After a decade of teaching in New York City classrooms and museums, Ms. Lado offers mentorship, classes, and workshops in visual art for students of all ages. Whether you are an adult exploring a new medium, a young artist building a portfolio, or an organization bringing an art experience to your community, this is a space designed to help you see, make, and think more deeply.
Creativity as Liberation
Learning should be artful, transformative, and rooted in freedom. Through visual art, students step into experiences that ignite imagination, foster self-expression, and build a deeper understanding of the world and their place within it.
Every class builds technical skill alongside opportunities for creative reflection.

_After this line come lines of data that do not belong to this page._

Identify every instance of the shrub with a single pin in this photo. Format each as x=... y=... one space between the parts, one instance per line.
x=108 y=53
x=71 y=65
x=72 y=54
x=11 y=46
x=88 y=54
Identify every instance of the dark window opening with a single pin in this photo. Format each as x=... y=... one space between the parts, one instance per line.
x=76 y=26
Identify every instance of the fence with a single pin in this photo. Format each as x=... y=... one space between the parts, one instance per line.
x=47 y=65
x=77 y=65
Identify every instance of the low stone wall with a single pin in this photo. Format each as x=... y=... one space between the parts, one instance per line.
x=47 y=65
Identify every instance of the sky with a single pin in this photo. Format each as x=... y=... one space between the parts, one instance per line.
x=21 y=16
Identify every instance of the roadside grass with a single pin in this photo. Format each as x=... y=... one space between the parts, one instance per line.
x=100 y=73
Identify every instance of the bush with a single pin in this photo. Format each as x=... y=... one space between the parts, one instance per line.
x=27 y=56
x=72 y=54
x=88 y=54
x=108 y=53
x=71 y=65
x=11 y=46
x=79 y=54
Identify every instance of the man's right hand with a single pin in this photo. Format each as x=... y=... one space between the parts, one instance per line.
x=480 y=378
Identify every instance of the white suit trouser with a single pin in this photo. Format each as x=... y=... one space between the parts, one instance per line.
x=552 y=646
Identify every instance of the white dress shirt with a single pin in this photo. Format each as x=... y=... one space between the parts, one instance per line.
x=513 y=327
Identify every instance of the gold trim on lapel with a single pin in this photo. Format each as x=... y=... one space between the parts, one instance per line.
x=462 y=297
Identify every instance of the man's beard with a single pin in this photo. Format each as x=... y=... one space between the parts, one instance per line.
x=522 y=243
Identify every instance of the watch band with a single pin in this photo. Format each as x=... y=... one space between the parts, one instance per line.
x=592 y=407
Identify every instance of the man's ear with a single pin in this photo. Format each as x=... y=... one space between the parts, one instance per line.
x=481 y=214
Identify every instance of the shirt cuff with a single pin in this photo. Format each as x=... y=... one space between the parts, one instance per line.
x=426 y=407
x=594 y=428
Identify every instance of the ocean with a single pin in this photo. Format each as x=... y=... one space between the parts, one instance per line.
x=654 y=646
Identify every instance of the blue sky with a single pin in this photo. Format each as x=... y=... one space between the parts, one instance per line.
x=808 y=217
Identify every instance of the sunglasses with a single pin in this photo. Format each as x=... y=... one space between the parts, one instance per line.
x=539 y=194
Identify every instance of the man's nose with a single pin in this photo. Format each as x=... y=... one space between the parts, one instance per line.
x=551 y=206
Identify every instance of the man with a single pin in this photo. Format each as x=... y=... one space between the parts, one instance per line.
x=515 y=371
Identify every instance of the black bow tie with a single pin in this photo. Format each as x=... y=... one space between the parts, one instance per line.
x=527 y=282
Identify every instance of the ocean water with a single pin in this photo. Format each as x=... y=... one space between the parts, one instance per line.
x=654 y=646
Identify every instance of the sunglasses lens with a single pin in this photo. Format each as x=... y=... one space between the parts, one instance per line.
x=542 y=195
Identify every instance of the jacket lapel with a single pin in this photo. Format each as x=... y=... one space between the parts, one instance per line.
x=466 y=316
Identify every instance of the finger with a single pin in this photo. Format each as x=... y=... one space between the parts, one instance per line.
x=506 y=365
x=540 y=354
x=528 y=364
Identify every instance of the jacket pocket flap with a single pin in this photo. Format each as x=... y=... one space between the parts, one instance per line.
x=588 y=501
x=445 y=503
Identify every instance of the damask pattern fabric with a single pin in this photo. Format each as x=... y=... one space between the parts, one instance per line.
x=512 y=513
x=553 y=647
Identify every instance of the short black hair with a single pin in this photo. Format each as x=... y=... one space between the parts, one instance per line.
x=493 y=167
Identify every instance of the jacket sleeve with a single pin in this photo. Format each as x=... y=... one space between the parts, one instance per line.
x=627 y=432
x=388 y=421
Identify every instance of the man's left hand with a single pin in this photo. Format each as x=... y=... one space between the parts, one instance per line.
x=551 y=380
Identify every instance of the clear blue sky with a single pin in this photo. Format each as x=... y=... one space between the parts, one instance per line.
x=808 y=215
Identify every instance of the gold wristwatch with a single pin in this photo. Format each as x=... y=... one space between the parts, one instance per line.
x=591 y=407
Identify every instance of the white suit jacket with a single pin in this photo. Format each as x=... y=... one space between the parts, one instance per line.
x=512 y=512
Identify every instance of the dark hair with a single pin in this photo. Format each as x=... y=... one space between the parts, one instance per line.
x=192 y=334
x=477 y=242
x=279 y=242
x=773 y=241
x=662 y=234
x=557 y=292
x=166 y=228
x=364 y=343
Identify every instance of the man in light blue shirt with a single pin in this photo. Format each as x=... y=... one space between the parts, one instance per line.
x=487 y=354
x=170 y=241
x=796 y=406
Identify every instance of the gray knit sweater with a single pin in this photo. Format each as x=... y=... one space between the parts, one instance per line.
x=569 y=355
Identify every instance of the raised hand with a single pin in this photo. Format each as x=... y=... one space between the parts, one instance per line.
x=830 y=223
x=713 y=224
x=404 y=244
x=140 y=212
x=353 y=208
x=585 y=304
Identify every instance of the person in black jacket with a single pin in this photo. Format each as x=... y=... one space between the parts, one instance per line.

Through artful learning, art-making becomes an act of liberation — one that nurtures curiosity, creativity, and the ability to envision a more just world.
Representation & Cultural Relevance
Through culturally responsive instruction that features artists from diverse backgrounds and traditions, students engage deeply with the work of those who came before them. These conversations create opportunities to analyze, reflect, and connect with art that expands their perspectives.
By fostering belonging, empathy, and visual literacy, Learning with Lado ensures that students see themselves in the history of art — and develop the skills to make work that reflects their own perspective.
Cultivating Critical Consciousness
Art education should liberate, not limit. Drawing on the educators who have shaped her teaching, Ms. Lado empowers students to analyze, question, and think critically about the world around them.
By engaging with art history through a critical lens, students learn to interrogate dominant narratives, uncover silenced histories, and envision new possibilities through their own work. Art education should not just prepare students to see the world as it is — it should equip them with the tools to transform it through what they make.
The teacher is, of course, an artist, but being an artist does not mean that he or she can make the profile, can shape the students. What the educator does in teaching is to make it possible for students to become themselves.